Ordering in relational databases sparked a classic debate in 2015. The question—how to store ordered information in a Relational Database—put SQL modeling under the microscope [1].

2015 Relational Dilemmas The 2015 thread framed the tension between native SQL ordering and how to encode sequence in tables. That debate foreshadowed a shift toward CRDT-driven local-first strategies [2].

CRDT-Driven Local-First Shift Today, CRDTs push ordering concerns into local-first designs. In SQLite, projects like crsql and vlcn aim for deterministic merges and conflict resolution [2].

Conflict Handling and Architecture CRDT approaches often pair deterministic merges with a hash-based tamperproof ledger of changes, supporting eventual convergence [2]. They also grapple with concurrency clocks such as Lamport clocks and vector clocks to reason about edits. Fireproof offers a non-SQL path—deterministic defaults and a ledger, in a world more like CouchDB or MongoDB but with cryptographic integrity [2].

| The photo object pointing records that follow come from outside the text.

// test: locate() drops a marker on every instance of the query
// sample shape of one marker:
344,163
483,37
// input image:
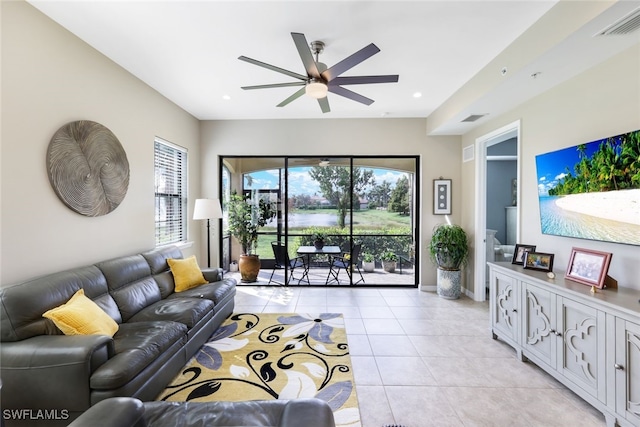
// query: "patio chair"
407,257
284,262
347,261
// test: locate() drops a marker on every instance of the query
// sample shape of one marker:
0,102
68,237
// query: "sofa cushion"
22,305
130,284
81,316
216,292
186,273
188,311
136,344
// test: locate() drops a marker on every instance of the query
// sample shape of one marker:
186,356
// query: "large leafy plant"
246,217
449,246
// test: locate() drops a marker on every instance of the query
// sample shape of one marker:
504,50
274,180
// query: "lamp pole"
207,209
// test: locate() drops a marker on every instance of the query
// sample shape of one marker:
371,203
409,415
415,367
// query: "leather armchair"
130,412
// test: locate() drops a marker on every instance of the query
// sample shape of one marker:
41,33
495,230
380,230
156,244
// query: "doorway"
497,211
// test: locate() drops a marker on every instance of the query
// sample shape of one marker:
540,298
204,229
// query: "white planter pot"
368,267
449,283
389,266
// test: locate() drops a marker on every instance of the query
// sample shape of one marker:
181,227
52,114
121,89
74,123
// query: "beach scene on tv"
592,191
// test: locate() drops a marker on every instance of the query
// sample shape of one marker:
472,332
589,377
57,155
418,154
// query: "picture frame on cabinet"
519,252
588,267
538,261
442,196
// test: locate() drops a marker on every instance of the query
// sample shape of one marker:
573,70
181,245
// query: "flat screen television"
592,190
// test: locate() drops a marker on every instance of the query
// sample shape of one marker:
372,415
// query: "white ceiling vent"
467,153
624,25
473,117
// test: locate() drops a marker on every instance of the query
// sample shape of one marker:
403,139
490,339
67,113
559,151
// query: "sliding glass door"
362,206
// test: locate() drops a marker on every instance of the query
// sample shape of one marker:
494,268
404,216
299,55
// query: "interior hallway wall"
603,101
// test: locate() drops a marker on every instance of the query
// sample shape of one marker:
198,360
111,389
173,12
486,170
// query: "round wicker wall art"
88,168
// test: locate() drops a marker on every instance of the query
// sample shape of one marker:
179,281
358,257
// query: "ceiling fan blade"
324,104
305,54
273,68
363,80
350,62
339,90
273,85
292,98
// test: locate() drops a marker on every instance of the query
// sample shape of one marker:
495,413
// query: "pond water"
303,220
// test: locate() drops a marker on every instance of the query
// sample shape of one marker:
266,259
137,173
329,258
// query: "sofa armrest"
51,371
213,274
113,412
308,413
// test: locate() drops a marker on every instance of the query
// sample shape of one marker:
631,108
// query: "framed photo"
441,196
588,267
519,251
538,261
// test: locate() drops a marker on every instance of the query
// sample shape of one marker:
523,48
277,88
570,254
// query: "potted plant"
389,259
246,216
318,237
368,263
449,250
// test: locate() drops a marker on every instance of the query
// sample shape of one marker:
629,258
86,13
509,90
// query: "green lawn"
369,221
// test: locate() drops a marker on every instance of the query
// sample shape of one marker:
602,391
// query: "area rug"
273,356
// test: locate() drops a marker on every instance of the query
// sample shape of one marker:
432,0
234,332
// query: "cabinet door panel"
538,333
628,370
505,310
581,355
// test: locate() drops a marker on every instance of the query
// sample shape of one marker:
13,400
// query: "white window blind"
170,193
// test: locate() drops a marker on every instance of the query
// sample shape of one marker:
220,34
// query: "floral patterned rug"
273,356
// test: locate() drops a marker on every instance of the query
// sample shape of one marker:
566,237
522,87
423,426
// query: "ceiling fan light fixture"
316,89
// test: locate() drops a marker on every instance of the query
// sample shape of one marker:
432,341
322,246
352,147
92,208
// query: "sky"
301,183
552,167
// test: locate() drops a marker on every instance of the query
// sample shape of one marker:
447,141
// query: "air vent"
467,153
625,25
473,117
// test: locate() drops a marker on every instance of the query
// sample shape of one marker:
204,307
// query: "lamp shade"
316,89
207,209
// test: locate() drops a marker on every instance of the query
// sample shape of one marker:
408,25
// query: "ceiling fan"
319,79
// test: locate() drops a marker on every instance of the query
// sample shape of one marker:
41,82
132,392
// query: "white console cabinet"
588,341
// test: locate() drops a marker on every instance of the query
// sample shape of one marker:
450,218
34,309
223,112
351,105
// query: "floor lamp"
207,209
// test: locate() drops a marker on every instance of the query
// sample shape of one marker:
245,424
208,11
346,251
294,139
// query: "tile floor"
420,360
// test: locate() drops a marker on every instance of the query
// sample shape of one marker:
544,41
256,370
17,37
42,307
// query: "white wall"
50,78
440,156
603,101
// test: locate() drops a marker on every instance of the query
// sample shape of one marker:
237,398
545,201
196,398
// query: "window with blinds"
170,193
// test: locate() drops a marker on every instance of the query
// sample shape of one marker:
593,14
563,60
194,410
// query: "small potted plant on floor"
318,237
246,216
368,263
448,249
389,259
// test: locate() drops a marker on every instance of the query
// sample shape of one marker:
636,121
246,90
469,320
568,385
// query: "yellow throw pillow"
81,316
186,273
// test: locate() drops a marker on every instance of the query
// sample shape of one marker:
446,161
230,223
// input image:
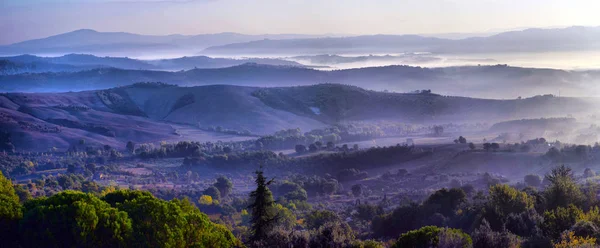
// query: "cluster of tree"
563,214
122,218
460,140
318,164
570,154
6,142
321,228
220,129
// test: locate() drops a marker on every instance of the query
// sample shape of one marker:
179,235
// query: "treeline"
321,163
564,214
561,214
121,218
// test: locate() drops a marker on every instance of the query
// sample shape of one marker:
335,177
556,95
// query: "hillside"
529,40
475,81
79,62
92,41
150,112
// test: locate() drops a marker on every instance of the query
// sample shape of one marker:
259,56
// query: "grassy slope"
259,110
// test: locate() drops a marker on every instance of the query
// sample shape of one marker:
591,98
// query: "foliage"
432,236
506,200
569,240
264,213
446,201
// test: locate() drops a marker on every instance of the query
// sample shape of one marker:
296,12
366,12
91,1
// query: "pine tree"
263,210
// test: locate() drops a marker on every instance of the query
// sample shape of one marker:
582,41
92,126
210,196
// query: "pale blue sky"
27,19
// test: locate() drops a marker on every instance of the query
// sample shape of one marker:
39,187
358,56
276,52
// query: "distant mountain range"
148,112
529,40
90,41
78,62
498,81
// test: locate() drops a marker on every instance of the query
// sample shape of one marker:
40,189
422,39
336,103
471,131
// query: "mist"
343,124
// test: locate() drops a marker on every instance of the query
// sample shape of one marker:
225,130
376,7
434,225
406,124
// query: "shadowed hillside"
151,112
477,81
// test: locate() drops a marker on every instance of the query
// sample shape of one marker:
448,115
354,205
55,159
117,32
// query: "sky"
28,19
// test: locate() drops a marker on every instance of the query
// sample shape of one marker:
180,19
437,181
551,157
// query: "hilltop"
80,62
155,112
498,81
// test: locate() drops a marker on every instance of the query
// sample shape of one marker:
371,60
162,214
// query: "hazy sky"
27,19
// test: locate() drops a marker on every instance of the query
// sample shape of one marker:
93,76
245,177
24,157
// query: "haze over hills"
80,62
475,81
149,112
529,40
91,41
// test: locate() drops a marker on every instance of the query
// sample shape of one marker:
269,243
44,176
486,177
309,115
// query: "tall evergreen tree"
264,213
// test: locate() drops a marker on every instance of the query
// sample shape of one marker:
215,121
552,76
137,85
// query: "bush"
533,180
432,236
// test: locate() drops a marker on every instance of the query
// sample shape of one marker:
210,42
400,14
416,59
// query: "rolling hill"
79,62
529,40
475,81
150,112
91,41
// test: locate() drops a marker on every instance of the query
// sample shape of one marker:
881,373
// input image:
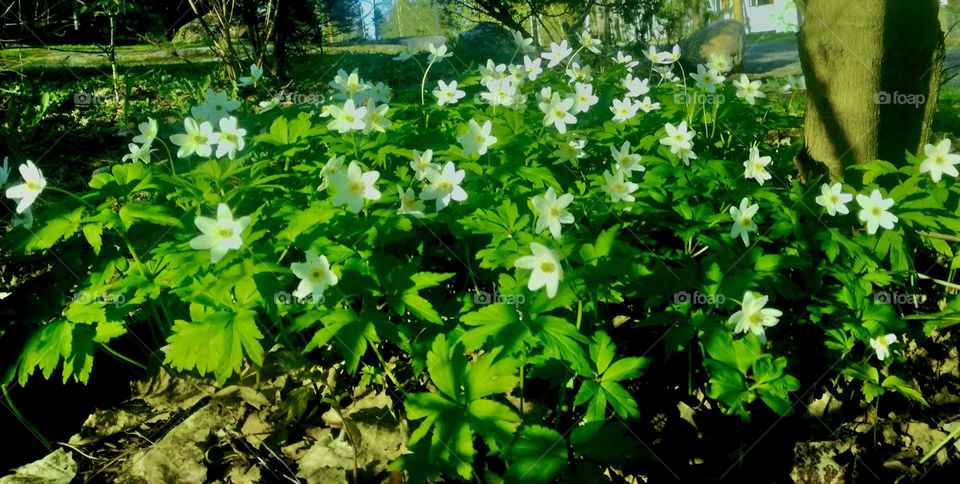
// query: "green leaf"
493,421
561,340
620,400
421,307
903,388
215,344
132,213
539,454
44,349
501,322
58,227
423,280
92,232
739,354
625,369
351,334
602,351
490,375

Takeaway for 2025 From 2015’s SQL-ordering puzzles to 2025’s local-first SQLite, the arc is clear: convergence beats chaos when data flows across devices. Keep an eye on how crsql and vlcn evolve in SQLite [2].

References

[1]
HackerNews

How to store ordered information in a Relational Database (2015)

Question on methods to preserve order within relational databases; seeks approaches to model ordered data

View source
[2]
HackerNews

CRDT and SQLite: Local-First Value Synchronization

Explores CRDTs for local-first SQLite, conflict resolution, deterministic merges, clock issues, and comparisons to Fireproof, DuckDB, CouchDB, MongoDB, crsql, vlcn.